Ricardo Lobo, LPEM, ESPCI, Paris

Thursday April 10 at 2:00 pm (Paris time),
Room Holweck, building C, 1st floor, at LPEM in hybrid format

Quantum absorption in the supercritical state of SF6

Critical phenomena and out-of-equilibrium properties drive the physics of phase-transitions. One particularly important class of phase transitions is the passage between the liquid and gaseous phases. This transformation ends at a critical point reached at specific conditions of temperature and pressure. Critical opalescence occurs at this singularity. Discovered in 1823, it is known to be driven by diverging fluctuations in the refractive index and the density at the critical point. During the past two decades, boundaries between the gas- and liquid-like regimes have been theoretically proposed and experiments have emerged indicating that the supercritical fluid is not featureless.
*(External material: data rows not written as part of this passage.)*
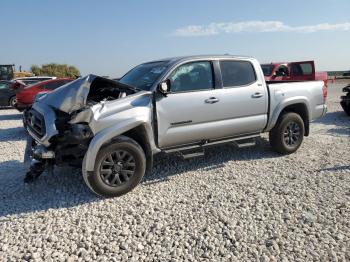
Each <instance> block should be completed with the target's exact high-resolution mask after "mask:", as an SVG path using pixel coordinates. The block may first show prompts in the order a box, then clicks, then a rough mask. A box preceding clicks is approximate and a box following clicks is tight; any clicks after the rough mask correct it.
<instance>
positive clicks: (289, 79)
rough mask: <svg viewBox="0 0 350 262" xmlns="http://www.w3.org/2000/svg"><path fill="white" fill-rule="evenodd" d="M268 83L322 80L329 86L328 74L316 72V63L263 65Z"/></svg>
mask: <svg viewBox="0 0 350 262" xmlns="http://www.w3.org/2000/svg"><path fill="white" fill-rule="evenodd" d="M261 67H262V70H263V72H264V76H265V80H266V81H314V80H320V81H321V80H322V81H323V82H324V84H325V86H327V81H328V74H327V72H316V70H315V62H314V61H300V62H285V63H270V64H262V65H261Z"/></svg>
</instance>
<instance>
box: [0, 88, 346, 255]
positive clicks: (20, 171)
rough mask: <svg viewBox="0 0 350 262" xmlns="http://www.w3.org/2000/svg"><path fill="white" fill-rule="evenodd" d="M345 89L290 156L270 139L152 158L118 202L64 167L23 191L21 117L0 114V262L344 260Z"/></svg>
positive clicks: (22, 156)
mask: <svg viewBox="0 0 350 262" xmlns="http://www.w3.org/2000/svg"><path fill="white" fill-rule="evenodd" d="M345 85H346V83H345V82H339V83H337V84H330V86H329V88H328V99H327V105H328V109H329V112H328V113H327V115H326V116H325V117H323V118H321V119H318V120H317V121H316V122H314V123H313V124H312V125H311V132H310V136H309V137H307V138H305V140H304V143H303V144H302V146H301V148H300V149H299V150H298V151H297V152H296V153H295V154H292V155H288V156H280V155H278V154H276V153H274V152H273V151H272V150H271V149H270V146H269V143H268V141H267V139H266V136H264V137H263V138H262V139H259V140H258V142H257V145H256V146H255V147H252V148H245V149H237V148H235V147H234V146H231V145H225V146H220V147H216V148H212V149H209V150H207V154H206V156H205V157H204V158H198V159H192V160H181V159H178V158H174V157H167V156H157V157H156V160H155V167H154V170H153V172H152V174H151V175H150V176H148V177H145V178H144V180H143V182H142V184H141V185H140V186H138V187H137V188H136V189H135V190H133V191H132V192H130V193H128V194H127V195H125V196H123V197H120V198H113V199H101V198H98V197H96V196H94V195H93V194H92V193H91V192H90V191H89V190H88V189H87V187H86V186H85V184H84V182H83V178H82V176H81V172H80V169H74V168H68V167H65V168H57V169H56V170H55V172H54V174H53V175H49V174H47V173H44V174H43V175H42V176H41V177H40V178H39V179H38V180H37V181H36V182H35V183H33V184H29V185H25V184H24V183H23V178H24V175H25V172H26V170H25V169H24V167H23V165H22V163H21V162H22V159H23V153H24V148H25V137H26V133H25V131H24V129H23V127H22V120H21V114H19V113H18V112H17V111H16V110H10V109H1V110H0V201H1V202H0V261H7V260H13V261H15V260H19V259H25V260H28V259H31V258H32V259H36V260H43V261H50V260H53V261H56V260H58V261H65V260H66V259H68V258H71V259H72V260H71V261H74V260H77V259H81V260H84V261H88V260H91V261H94V260H101V261H104V260H106V261H107V260H110V259H111V258H114V259H115V261H120V260H125V261H130V260H131V261H132V260H135V261H138V260H145V261H159V260H165V261H169V260H171V259H174V260H185V259H188V260H191V261H198V260H214V261H227V260H241V261H247V260H261V259H264V260H262V261H268V260H269V259H270V260H272V261H274V260H279V261H284V260H283V259H288V260H289V261H311V260H313V259H316V260H324V261H328V260H334V261H336V259H338V260H339V261H349V260H350V204H349V202H350V117H347V116H346V115H345V113H344V112H343V111H342V110H341V107H340V105H339V97H340V95H341V87H343V86H345ZM285 261H287V260H285Z"/></svg>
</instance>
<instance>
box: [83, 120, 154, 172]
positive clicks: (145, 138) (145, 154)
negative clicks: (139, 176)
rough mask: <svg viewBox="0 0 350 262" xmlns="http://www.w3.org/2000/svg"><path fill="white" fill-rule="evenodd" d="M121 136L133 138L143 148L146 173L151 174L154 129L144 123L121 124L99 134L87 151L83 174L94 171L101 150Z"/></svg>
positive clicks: (132, 138)
mask: <svg viewBox="0 0 350 262" xmlns="http://www.w3.org/2000/svg"><path fill="white" fill-rule="evenodd" d="M121 135H123V136H127V137H129V138H132V139H133V140H135V141H136V142H137V143H138V144H139V145H140V146H141V147H142V149H143V150H144V152H145V156H146V164H147V166H146V172H150V170H151V169H152V163H153V154H154V152H155V151H156V149H155V148H154V147H155V146H154V139H153V133H152V128H151V127H150V126H148V124H147V123H144V122H142V121H135V122H132V123H124V124H121V123H120V124H119V125H116V126H112V127H109V128H107V129H104V130H102V131H101V132H99V133H97V134H96V135H95V136H94V138H93V139H92V140H91V142H90V144H89V148H88V150H87V151H86V154H85V157H84V159H85V161H83V165H82V169H83V172H86V171H87V172H89V171H93V170H94V167H95V162H96V157H97V154H98V152H99V150H100V149H101V148H102V147H103V146H105V145H107V144H109V143H110V142H112V141H113V140H114V139H116V137H119V136H121Z"/></svg>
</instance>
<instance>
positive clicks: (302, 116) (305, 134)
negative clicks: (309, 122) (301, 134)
mask: <svg viewBox="0 0 350 262" xmlns="http://www.w3.org/2000/svg"><path fill="white" fill-rule="evenodd" d="M290 112H293V113H296V114H298V115H300V117H301V118H302V119H303V122H304V127H305V136H308V135H309V133H310V123H309V122H310V121H309V113H308V109H307V106H306V105H305V104H303V103H298V104H293V105H289V106H287V107H285V108H284V109H283V110H282V112H281V113H280V116H279V117H281V116H282V115H284V114H286V113H290Z"/></svg>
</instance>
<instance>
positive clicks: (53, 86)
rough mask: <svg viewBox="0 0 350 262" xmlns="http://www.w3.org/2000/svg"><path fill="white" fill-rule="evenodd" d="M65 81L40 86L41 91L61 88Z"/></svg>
mask: <svg viewBox="0 0 350 262" xmlns="http://www.w3.org/2000/svg"><path fill="white" fill-rule="evenodd" d="M66 83H67V82H66V81H55V82H50V83H47V84H45V85H42V86H41V89H48V90H54V89H56V88H58V87H60V86H63V85H64V84H66Z"/></svg>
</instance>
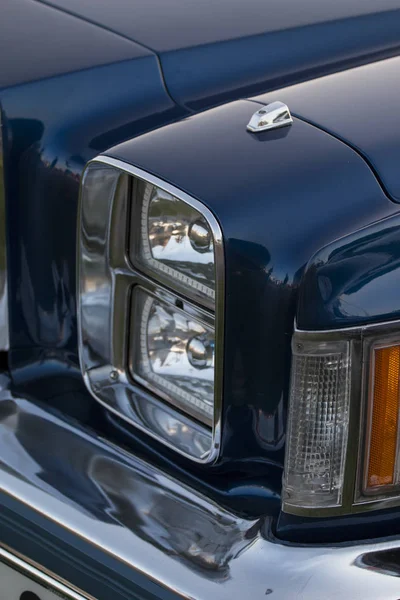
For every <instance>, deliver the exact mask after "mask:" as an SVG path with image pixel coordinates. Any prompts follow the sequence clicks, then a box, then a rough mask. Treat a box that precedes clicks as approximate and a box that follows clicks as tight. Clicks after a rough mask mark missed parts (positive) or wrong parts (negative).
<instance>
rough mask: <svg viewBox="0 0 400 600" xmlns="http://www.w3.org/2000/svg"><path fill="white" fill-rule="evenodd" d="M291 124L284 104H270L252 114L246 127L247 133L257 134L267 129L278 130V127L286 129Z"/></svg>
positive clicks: (291, 116) (287, 110)
mask: <svg viewBox="0 0 400 600" xmlns="http://www.w3.org/2000/svg"><path fill="white" fill-rule="evenodd" d="M292 123H293V119H292V115H291V114H290V110H289V108H288V107H287V106H286V104H284V103H283V102H272V103H271V104H267V106H264V107H263V108H260V109H259V110H258V111H257V112H255V113H254V115H253V116H252V117H251V119H250V121H249V124H248V125H247V131H251V132H252V133H258V132H260V131H267V130H269V129H278V127H286V126H287V125H291V124H292Z"/></svg>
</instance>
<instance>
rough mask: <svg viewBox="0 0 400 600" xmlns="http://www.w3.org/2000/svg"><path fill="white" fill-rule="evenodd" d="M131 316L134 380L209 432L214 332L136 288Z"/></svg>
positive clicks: (176, 308) (210, 420)
mask: <svg viewBox="0 0 400 600" xmlns="http://www.w3.org/2000/svg"><path fill="white" fill-rule="evenodd" d="M132 310H133V322H134V323H135V327H134V331H133V333H132V359H131V370H132V376H133V378H134V379H136V380H137V381H139V382H140V383H142V385H144V386H146V387H148V388H149V389H151V390H153V391H156V392H157V393H158V394H162V395H163V396H164V398H165V399H166V400H168V401H169V402H170V403H172V404H174V405H175V406H177V407H178V408H181V409H182V410H184V411H185V412H186V413H189V414H191V415H192V416H194V417H196V418H197V419H199V420H200V421H202V422H203V423H205V424H207V425H210V426H211V425H212V419H213V412H214V351H215V340H214V338H215V335H214V330H213V328H212V327H211V326H209V325H207V324H205V323H203V322H201V321H200V320H199V319H197V318H194V317H193V316H192V315H191V314H189V313H188V312H185V311H184V310H181V309H180V308H177V307H176V306H174V305H173V304H170V303H169V302H166V301H164V300H160V299H158V298H156V297H155V296H153V295H152V294H150V293H149V292H147V291H145V290H144V289H143V288H141V287H138V286H137V287H135V288H134V291H133V309H132Z"/></svg>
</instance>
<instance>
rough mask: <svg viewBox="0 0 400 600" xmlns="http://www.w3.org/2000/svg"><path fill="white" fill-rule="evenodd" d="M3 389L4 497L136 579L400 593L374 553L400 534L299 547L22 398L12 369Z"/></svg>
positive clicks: (248, 593) (243, 589)
mask: <svg viewBox="0 0 400 600" xmlns="http://www.w3.org/2000/svg"><path fill="white" fill-rule="evenodd" d="M0 385H1V388H2V389H1V391H0V493H1V492H5V493H6V494H7V495H8V496H7V497H10V498H12V499H13V500H14V501H18V503H22V504H23V505H25V506H27V507H30V508H31V509H33V510H34V511H35V514H38V513H40V514H41V515H42V516H44V517H45V520H46V522H48V523H49V524H51V523H53V524H55V523H56V524H58V526H59V527H61V528H62V529H63V530H65V532H66V533H67V532H68V535H71V532H72V534H73V535H74V536H77V537H79V539H80V540H85V541H86V542H88V543H90V545H94V546H95V547H97V549H100V550H101V552H102V553H103V555H104V557H107V556H108V557H113V558H114V559H115V560H117V561H118V562H122V563H124V565H125V567H126V566H128V567H129V569H128V572H130V573H132V576H133V575H134V574H135V573H136V574H137V573H138V572H140V573H141V574H142V575H145V576H146V578H149V580H151V581H152V582H156V583H159V584H160V589H161V590H165V592H166V594H168V593H169V592H168V590H170V591H172V592H176V593H177V595H179V596H180V597H182V598H188V599H189V598H190V599H199V600H200V599H202V600H212V599H213V598H218V599H219V600H222V599H224V598H226V599H229V600H232V599H235V598H238V599H241V600H242V599H243V598H250V597H251V598H252V600H257V599H259V600H262V599H264V598H265V596H266V595H267V596H271V598H277V599H280V600H284V599H290V600H294V599H297V598H298V599H307V600H311V599H313V598H315V599H316V600H317V599H318V600H329V599H331V598H332V599H333V598H335V599H337V598H341V599H343V600H346V599H349V600H358V599H359V600H368V599H369V598H371V600H372V599H373V600H378V599H380V598H382V600H383V599H384V600H398V598H399V597H400V582H399V579H398V578H397V577H395V576H393V574H395V573H394V572H393V571H390V572H389V573H388V569H385V567H379V568H378V567H376V566H371V564H372V562H371V560H368V558H369V557H371V556H372V555H373V553H376V552H378V551H383V550H388V549H399V553H400V540H399V541H384V542H380V543H379V544H363V545H353V546H351V545H343V546H336V547H310V546H308V547H298V546H293V545H284V544H282V543H280V542H278V541H277V540H275V539H273V538H272V537H270V538H269V539H268V537H267V535H268V534H265V532H266V531H268V522H266V521H265V519H260V520H247V519H243V518H238V517H236V516H235V515H233V514H231V513H229V512H228V511H226V510H224V509H222V508H221V507H220V506H218V505H217V504H215V503H213V502H211V501H210V500H209V499H208V498H206V497H205V496H203V495H201V494H199V493H198V492H197V491H196V490H194V489H192V488H189V487H187V486H185V485H183V484H181V483H179V482H178V481H176V480H174V479H173V478H171V477H169V476H168V475H166V474H165V473H163V472H162V471H161V470H159V469H158V468H156V467H154V466H152V465H151V464H148V463H146V462H144V461H143V460H140V459H138V458H136V457H135V456H132V455H130V454H128V453H124V452H123V451H121V450H120V449H119V448H116V447H114V446H113V445H111V444H109V443H107V442H106V441H105V440H103V439H99V438H96V437H95V436H94V435H93V434H91V433H89V432H87V431H84V430H83V429H81V428H79V427H78V426H75V425H73V424H71V423H69V422H67V421H64V420H62V419H61V418H59V417H58V416H55V415H54V414H53V413H51V412H48V411H47V410H45V409H44V408H43V407H40V406H38V405H36V404H34V403H33V402H31V401H29V400H27V399H23V398H16V397H14V396H13V394H12V393H11V392H10V391H9V389H8V381H7V378H6V377H4V376H1V378H0ZM1 541H2V540H0V542H1ZM33 558H35V559H36V557H33ZM374 564H376V561H375V562H374ZM367 565H370V566H367ZM161 595H162V594H161ZM161 595H160V597H161Z"/></svg>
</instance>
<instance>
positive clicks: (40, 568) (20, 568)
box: [0, 543, 95, 600]
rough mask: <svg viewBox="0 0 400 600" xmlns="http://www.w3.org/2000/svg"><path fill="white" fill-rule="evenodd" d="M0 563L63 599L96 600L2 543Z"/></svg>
mask: <svg viewBox="0 0 400 600" xmlns="http://www.w3.org/2000/svg"><path fill="white" fill-rule="evenodd" d="M0 563H4V564H6V565H8V566H9V567H11V568H12V569H15V570H16V571H18V572H19V573H21V574H22V575H25V577H28V579H31V580H32V581H34V582H35V583H37V584H38V585H39V586H41V588H42V589H43V588H44V589H48V590H50V591H52V592H54V594H55V595H57V596H61V597H62V598H65V599H68V600H95V599H94V598H93V597H92V596H88V595H87V594H84V593H83V592H82V591H80V590H78V589H77V588H75V587H71V585H70V584H69V583H68V582H66V581H64V580H63V579H60V578H59V577H57V576H56V575H54V573H50V571H47V570H45V569H43V567H41V566H39V565H37V564H36V563H34V562H32V561H31V560H29V559H27V558H26V557H25V556H21V555H20V554H16V553H15V552H13V551H12V550H11V549H10V548H7V547H6V546H4V545H2V544H1V543H0ZM3 591H4V589H3ZM38 593H40V589H39V590H38Z"/></svg>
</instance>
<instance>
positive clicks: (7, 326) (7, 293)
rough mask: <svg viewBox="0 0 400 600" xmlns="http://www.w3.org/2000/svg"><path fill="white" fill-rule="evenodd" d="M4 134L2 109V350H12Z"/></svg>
mask: <svg viewBox="0 0 400 600" xmlns="http://www.w3.org/2000/svg"><path fill="white" fill-rule="evenodd" d="M3 160H4V153H3V133H2V122H1V109H0V350H4V351H5V350H8V349H9V348H10V339H9V325H8V289H7V244H6V190H5V185H4V164H3Z"/></svg>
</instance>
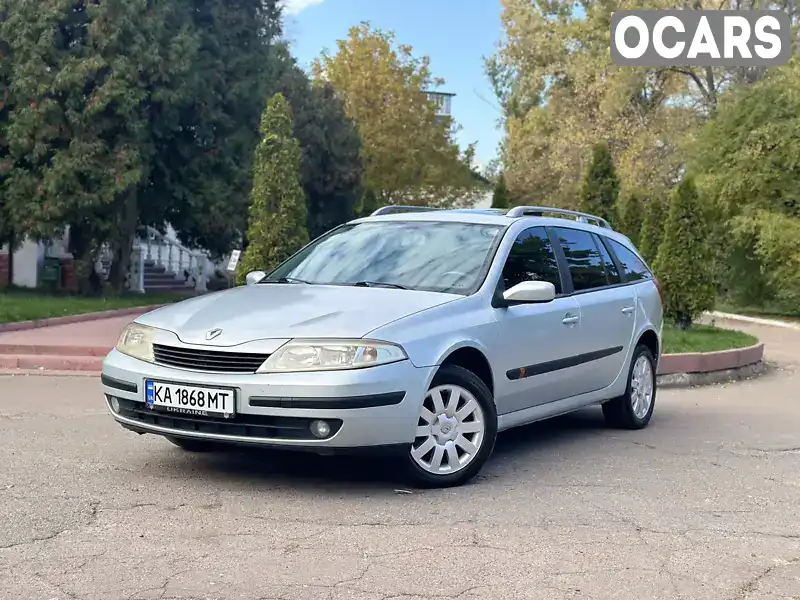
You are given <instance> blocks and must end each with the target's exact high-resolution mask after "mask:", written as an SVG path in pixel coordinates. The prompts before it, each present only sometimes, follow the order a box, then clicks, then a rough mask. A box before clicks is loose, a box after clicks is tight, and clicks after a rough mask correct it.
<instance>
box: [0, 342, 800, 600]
mask: <svg viewBox="0 0 800 600" xmlns="http://www.w3.org/2000/svg"><path fill="white" fill-rule="evenodd" d="M757 333H758V334H759V335H761V336H762V338H764V337H766V338H767V341H768V343H769V339H772V340H774V342H775V343H774V345H773V346H772V347H773V348H774V351H773V352H772V353H771V355H770V356H771V358H773V359H775V360H778V361H779V362H780V363H781V366H782V368H781V369H775V370H773V371H771V372H770V373H769V374H768V375H765V376H763V377H761V378H759V379H757V380H753V381H747V382H741V383H736V384H729V385H725V386H717V387H710V388H702V389H693V390H661V391H660V392H659V396H658V399H657V404H656V413H655V416H654V419H653V421H652V423H651V426H650V427H649V428H648V429H646V430H644V431H640V432H621V431H613V430H608V429H606V428H605V427H604V426H603V423H602V419H601V415H600V412H599V410H587V411H584V412H581V413H577V414H575V415H573V416H569V417H565V418H561V419H558V420H555V421H551V422H548V423H544V424H537V425H534V426H530V427H526V428H523V429H519V430H515V431H512V432H508V433H506V434H504V435H502V436H501V438H500V441H499V443H498V446H497V450H496V452H495V454H494V456H493V458H492V459H491V461H490V463H489V464H488V465H487V467H486V468H485V470H484V472H483V475H482V476H481V477H480V478H479V479H478V480H476V481H475V482H474V483H473V484H471V485H468V486H466V487H462V488H458V489H452V490H446V491H425V492H420V491H413V493H405V492H404V491H402V490H400V488H399V487H398V483H397V482H396V481H393V480H392V477H391V473H389V472H387V465H386V463H382V462H374V463H364V462H362V461H359V460H354V459H336V458H333V459H332V458H318V457H308V456H303V455H292V454H289V455H285V454H274V453H240V452H230V453H223V454H215V455H189V454H185V453H183V452H182V451H180V450H178V449H177V448H175V447H173V446H171V445H170V444H169V443H168V442H166V441H165V440H162V439H160V438H157V437H151V436H142V437H139V436H136V435H135V434H133V433H130V432H127V431H125V430H123V429H121V428H120V427H118V426H117V425H116V424H114V423H113V422H112V420H111V418H110V416H108V415H107V413H106V409H105V407H104V403H103V401H102V399H101V396H100V392H99V382H98V381H97V380H96V379H93V378H55V377H34V376H16V377H0V448H2V453H3V461H2V466H1V467H0V509H1V510H2V513H0V514H2V517H0V598H2V599H3V600H5V599H8V600H51V599H52V600H55V599H59V600H60V599H80V600H89V599H92V600H94V599H96V600H117V599H119V600H122V599H126V600H135V599H161V600H166V599H177V598H182V599H197V600H199V599H214V600H223V599H224V600H228V599H242V600H256V599H264V600H266V599H275V600H277V599H280V600H340V599H350V600H389V599H391V600H412V599H414V600H416V599H422V598H435V599H461V600H469V599H472V598H490V599H492V600H495V599H497V600H512V599H515V598H531V599H536V600H547V599H550V598H554V599H555V598H558V599H561V598H595V599H610V598H620V599H625V600H633V599H661V598H663V599H669V600H676V599H680V598H687V599H691V600H701V599H707V598H708V599H715V600H716V599H722V600H745V599H767V598H769V599H788V598H800V332H792V331H785V330H763V331H762V330H758V331H757Z"/></svg>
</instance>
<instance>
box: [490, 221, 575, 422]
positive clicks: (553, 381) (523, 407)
mask: <svg viewBox="0 0 800 600" xmlns="http://www.w3.org/2000/svg"><path fill="white" fill-rule="evenodd" d="M523 281H549V282H550V283H552V284H553V285H554V286H555V288H556V298H555V300H553V301H552V302H548V303H543V304H518V305H514V306H508V307H503V308H495V309H494V317H495V320H496V321H497V328H498V335H497V336H496V337H495V340H496V341H495V347H493V348H492V349H491V353H492V357H493V360H492V362H493V365H494V366H495V373H496V375H495V398H496V401H497V410H498V412H499V413H500V414H507V413H511V412H515V411H517V410H523V409H526V408H530V407H532V406H536V405H539V404H546V403H547V402H552V401H554V400H559V399H560V398H565V397H568V396H571V395H573V394H574V390H575V386H576V382H575V381H574V380H571V379H570V375H569V371H568V370H567V369H565V368H564V364H565V363H564V361H565V360H568V359H569V357H570V356H571V355H572V354H573V353H574V351H575V350H574V348H575V347H576V345H577V344H579V343H580V342H579V340H580V333H579V327H580V325H579V321H580V312H579V309H578V303H577V301H576V300H575V298H572V297H570V296H569V295H565V294H564V286H563V283H562V278H561V273H560V271H559V265H558V260H557V258H556V253H555V251H554V250H553V246H552V243H551V240H550V238H549V237H548V235H547V232H546V230H545V228H544V227H530V228H528V229H526V230H524V231H523V232H521V233H520V234H519V235H518V236H517V238H516V240H515V241H514V244H513V245H512V247H511V250H510V251H509V253H508V257H507V258H506V261H505V264H504V267H503V272H502V276H501V280H500V281H499V282H498V293H499V294H502V293H503V292H504V291H505V290H507V289H510V288H512V287H514V286H515V285H517V284H518V283H521V282H523Z"/></svg>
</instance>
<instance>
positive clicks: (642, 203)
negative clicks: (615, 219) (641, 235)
mask: <svg viewBox="0 0 800 600" xmlns="http://www.w3.org/2000/svg"><path fill="white" fill-rule="evenodd" d="M616 213H617V218H616V223H615V226H616V229H617V230H618V231H620V232H621V233H624V234H625V235H627V236H628V238H629V239H630V240H631V241H632V242H633V244H634V245H635V246H638V245H639V236H640V233H641V230H642V220H643V219H644V205H643V203H642V197H641V196H640V195H639V193H638V192H636V191H632V192H627V193H625V194H622V197H621V198H620V200H619V203H618V204H617V210H616Z"/></svg>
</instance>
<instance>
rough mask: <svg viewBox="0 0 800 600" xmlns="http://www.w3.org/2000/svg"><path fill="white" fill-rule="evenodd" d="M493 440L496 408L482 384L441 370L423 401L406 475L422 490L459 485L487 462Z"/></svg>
mask: <svg viewBox="0 0 800 600" xmlns="http://www.w3.org/2000/svg"><path fill="white" fill-rule="evenodd" d="M496 439H497V409H496V407H495V404H494V399H493V398H492V394H491V392H490V391H489V389H488V388H487V387H486V384H485V383H483V381H481V379H480V378H479V377H477V376H476V375H475V374H474V373H472V372H471V371H468V370H467V369H464V368H462V367H457V366H454V365H446V366H443V367H442V368H440V369H439V371H438V372H437V373H436V376H435V377H434V378H433V381H432V383H431V387H430V389H429V390H428V393H427V394H426V395H425V399H424V401H423V402H422V408H421V410H420V415H419V419H418V421H417V429H416V437H415V439H414V443H413V444H412V445H411V450H410V453H409V455H408V457H407V461H408V469H409V472H410V475H411V477H412V479H413V480H414V482H415V483H417V484H419V485H422V486H424V487H440V488H441V487H453V486H457V485H462V484H464V483H466V482H467V481H469V480H470V479H472V478H473V477H474V476H475V475H476V474H477V473H478V471H480V469H481V467H482V466H483V465H484V463H485V462H486V461H487V460H488V459H489V456H490V455H491V453H492V450H493V449H494V443H495V440H496Z"/></svg>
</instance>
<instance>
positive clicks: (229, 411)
mask: <svg viewBox="0 0 800 600" xmlns="http://www.w3.org/2000/svg"><path fill="white" fill-rule="evenodd" d="M145 403H146V404H147V406H149V407H150V408H155V407H159V408H164V409H167V410H172V411H176V412H182V413H188V414H197V415H225V416H228V415H232V414H233V412H234V407H233V392H232V391H231V390H220V389H207V388H197V387H192V386H184V385H176V384H170V383H159V382H156V381H147V382H146V383H145Z"/></svg>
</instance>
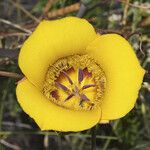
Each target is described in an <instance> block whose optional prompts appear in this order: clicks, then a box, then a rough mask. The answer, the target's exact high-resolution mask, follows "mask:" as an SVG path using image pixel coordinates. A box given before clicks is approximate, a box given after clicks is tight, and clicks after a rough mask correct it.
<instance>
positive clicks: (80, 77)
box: [78, 68, 84, 83]
mask: <svg viewBox="0 0 150 150" xmlns="http://www.w3.org/2000/svg"><path fill="white" fill-rule="evenodd" d="M83 77H84V72H83V70H82V69H80V68H79V70H78V82H79V83H81V82H82V81H83Z"/></svg>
We recently studied the fast cooling of near-critical sulfur hexafluoride (SF6) leading to dark opalescence. We found that, against what has been assumed for over one century, the dark opalescence is not the consequence of simple light scattering of visible photons. Our spectroscopic measurements show the formation of quantum states that absorb light. Remarkably these quantum states only exist in the out-of-equilibrium combination of liquid and gaseous phases. Our results suggest that excitations characteristic of solid-state physics can form in the liquid-gas mixture. This effect emerges as an out-of-equilibrium pattern driven by quantum effects in a quintessentially classical context.